Ieri pomeriggio a Gerusalemme alcune centinaia di riservisti e familiari di soldati caduti nel conflitto delle scorse settimane in Galilea e sud del Libano si sono recati in «pellegrinaggio» alla tomba di Golda Meir. La «signora di ferro» laburista fu primo ministro di Israele dal marzo 1969 al giugno 1974 e si dimise in seguito alla guerra dello Yom Kippur, assumendosi la responsabilità dell’indadeguata gestione politica del conflitto.
Vistarne la tomba oggi – mentre in Israele si tirano, vivacemente, le somme di un mese di guerra – è un modo eloquente per dire a Ehud Olmert, il primo ministro in carica, di imitare la Meir e far fagotto. La manifestazione pare essere figlia di ambienti di destra, ai quali probabilmente non par vero di poter liquidare anzitempo la breve esperienza di Kadima, il giovane partito che Olmert ha ereditato dal morente Ariel Sharon e che alle elezioni dello scorso 28 marzo non ha ottenuto lo sperato trionfo.
Proprio in queste ore alcuni sondaggi registrano uno spostamento dell’elettorato verso destra, alla ricerca di leader forti, capaci di fronteggiare le emergenze. Ce ne saranno davvero? Oppure Olmert riuscirà a superare la crisi e a restare in sella, salvando il proprio onore e quello dei vertici delle forze armate, anch’essi accomunati alla sua malasorte e coperti di critiche? Impresa non facile, in un momento in cui anche la presidenza della Repubblica è indebolita da un grave scandalo che coinvolge in prima persona il capo dello Stato Moshe Katsav.

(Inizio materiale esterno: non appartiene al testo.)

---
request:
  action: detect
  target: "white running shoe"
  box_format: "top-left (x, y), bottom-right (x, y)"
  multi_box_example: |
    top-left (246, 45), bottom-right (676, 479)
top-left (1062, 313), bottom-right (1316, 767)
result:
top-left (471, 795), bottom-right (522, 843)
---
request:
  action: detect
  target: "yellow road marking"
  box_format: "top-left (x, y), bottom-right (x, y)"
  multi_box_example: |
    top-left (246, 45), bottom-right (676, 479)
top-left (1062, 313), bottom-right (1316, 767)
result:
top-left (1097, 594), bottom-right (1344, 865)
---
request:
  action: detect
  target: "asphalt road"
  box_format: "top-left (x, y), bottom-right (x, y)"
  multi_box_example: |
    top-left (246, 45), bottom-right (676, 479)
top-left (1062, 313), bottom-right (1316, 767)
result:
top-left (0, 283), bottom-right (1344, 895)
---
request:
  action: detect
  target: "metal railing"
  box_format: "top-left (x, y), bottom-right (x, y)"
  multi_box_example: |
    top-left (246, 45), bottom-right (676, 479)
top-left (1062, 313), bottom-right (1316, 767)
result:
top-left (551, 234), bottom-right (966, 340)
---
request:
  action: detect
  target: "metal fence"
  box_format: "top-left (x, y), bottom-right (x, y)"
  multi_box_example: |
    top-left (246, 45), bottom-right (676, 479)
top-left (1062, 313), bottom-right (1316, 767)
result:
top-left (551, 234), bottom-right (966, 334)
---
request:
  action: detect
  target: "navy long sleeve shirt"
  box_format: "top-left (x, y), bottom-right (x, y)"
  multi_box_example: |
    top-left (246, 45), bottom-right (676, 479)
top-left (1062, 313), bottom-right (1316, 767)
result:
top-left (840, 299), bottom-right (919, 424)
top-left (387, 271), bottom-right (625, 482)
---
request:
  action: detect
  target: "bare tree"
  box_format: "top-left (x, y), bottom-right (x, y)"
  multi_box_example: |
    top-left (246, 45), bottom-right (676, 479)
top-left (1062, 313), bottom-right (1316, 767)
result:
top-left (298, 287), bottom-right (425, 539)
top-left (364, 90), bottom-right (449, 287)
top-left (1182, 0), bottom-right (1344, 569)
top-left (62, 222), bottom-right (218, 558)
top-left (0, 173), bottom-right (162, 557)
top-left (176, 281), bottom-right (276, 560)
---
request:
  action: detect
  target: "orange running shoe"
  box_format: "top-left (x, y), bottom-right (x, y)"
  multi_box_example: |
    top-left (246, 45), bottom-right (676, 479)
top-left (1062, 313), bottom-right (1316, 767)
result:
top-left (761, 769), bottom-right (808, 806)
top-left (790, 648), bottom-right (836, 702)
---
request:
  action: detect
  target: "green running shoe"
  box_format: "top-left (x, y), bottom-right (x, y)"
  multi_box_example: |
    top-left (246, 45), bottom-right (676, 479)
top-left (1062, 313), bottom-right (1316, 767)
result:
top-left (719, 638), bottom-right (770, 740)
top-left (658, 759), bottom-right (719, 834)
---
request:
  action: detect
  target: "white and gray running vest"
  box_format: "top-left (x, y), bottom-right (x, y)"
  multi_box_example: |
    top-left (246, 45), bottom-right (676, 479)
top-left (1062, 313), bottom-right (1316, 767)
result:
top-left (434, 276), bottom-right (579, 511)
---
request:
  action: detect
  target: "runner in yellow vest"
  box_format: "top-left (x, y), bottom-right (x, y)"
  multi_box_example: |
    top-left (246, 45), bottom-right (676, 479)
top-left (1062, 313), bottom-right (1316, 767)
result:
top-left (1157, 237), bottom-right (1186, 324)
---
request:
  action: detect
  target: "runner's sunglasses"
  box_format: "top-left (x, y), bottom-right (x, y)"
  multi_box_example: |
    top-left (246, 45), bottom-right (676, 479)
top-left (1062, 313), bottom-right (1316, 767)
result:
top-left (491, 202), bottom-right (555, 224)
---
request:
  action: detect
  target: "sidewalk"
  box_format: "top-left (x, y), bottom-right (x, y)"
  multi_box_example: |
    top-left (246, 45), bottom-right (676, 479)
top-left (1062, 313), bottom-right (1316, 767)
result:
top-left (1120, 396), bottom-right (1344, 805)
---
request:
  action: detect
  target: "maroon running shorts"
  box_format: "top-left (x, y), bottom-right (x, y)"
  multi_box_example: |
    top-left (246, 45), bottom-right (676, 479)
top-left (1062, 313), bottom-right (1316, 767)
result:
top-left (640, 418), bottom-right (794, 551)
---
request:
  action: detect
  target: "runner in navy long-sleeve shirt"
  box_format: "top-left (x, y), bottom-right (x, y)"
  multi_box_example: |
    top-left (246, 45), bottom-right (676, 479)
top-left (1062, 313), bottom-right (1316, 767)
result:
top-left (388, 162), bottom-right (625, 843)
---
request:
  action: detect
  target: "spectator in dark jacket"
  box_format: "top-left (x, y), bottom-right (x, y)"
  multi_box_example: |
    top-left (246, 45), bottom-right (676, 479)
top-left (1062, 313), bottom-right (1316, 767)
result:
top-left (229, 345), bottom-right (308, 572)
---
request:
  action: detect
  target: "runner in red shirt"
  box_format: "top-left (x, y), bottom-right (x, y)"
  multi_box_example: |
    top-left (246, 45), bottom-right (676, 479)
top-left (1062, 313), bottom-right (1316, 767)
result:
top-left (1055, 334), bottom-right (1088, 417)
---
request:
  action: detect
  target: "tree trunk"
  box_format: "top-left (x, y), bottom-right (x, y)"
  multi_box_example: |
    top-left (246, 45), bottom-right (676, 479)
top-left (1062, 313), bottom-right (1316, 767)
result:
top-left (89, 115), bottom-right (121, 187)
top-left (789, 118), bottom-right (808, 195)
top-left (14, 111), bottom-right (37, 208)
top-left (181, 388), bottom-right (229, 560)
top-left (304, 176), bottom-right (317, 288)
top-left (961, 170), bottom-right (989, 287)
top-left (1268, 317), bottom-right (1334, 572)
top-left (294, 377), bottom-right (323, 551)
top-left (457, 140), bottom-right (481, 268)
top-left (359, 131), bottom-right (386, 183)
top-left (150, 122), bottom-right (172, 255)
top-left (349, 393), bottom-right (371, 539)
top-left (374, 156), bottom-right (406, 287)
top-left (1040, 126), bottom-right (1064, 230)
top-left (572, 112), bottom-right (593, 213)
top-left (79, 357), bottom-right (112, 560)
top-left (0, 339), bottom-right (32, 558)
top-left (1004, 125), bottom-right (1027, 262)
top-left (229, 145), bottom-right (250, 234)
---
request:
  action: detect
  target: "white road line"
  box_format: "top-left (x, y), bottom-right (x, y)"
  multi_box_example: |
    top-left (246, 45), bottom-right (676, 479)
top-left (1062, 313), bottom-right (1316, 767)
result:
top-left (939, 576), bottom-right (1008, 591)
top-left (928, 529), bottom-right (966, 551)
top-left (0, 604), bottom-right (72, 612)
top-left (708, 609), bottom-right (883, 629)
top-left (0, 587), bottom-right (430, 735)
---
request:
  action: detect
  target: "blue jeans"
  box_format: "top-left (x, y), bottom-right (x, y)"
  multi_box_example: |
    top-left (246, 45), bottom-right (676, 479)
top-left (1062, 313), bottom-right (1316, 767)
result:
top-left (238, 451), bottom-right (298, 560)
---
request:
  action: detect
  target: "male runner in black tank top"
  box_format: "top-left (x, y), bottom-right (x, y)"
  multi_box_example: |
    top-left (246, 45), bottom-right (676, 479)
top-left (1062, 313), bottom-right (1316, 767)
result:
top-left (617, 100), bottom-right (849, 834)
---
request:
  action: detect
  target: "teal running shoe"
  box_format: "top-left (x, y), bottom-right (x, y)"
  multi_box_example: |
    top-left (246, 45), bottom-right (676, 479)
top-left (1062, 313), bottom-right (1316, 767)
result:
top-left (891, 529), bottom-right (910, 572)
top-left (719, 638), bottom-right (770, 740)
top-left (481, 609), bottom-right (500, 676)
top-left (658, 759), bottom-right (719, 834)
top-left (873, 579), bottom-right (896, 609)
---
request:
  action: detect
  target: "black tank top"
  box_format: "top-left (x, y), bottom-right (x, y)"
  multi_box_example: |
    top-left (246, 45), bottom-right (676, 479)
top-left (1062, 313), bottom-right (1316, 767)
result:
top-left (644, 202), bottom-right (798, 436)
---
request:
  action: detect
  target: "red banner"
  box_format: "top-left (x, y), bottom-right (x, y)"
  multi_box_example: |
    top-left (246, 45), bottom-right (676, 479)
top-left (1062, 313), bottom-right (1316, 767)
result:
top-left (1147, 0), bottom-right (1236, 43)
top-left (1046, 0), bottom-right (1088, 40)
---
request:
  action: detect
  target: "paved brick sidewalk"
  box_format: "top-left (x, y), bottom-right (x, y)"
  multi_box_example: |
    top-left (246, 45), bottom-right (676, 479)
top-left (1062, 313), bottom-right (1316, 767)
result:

In Libano gli Hezbollah si leccano le ferite sotto il profilo militare, ma cantano vittoria sul piano politico. Anche molti libanesi che li osteggiano e preferirebbero vederli disarmati, nelle ultime settimane di guerra si sono stretti intorno a loro per spirito di unità nazionale. Oggi Hassan Nasrallah e i suoi uomini offrono sussidi economici agli sfollati e rimangono attestati nel Libano meridionale insieme alla popolazione civile. È prevedibile che da qui in poi gli Hezbollah terranno un basso profilo: niente esibizioni pubbliche di armi e milizie. Ma in cambio il disarmo avverrà – se avverrà – secondo i tempi e i modi del negoziato politico con il governo di Beirut (di cui anch’essi fanno parte). Non sarà una faccenda gestita dai militari. I vertici dell’esercito libanese e della forza multinazionale Onu, che si va dispiegando, ne sono già ben consapevoli.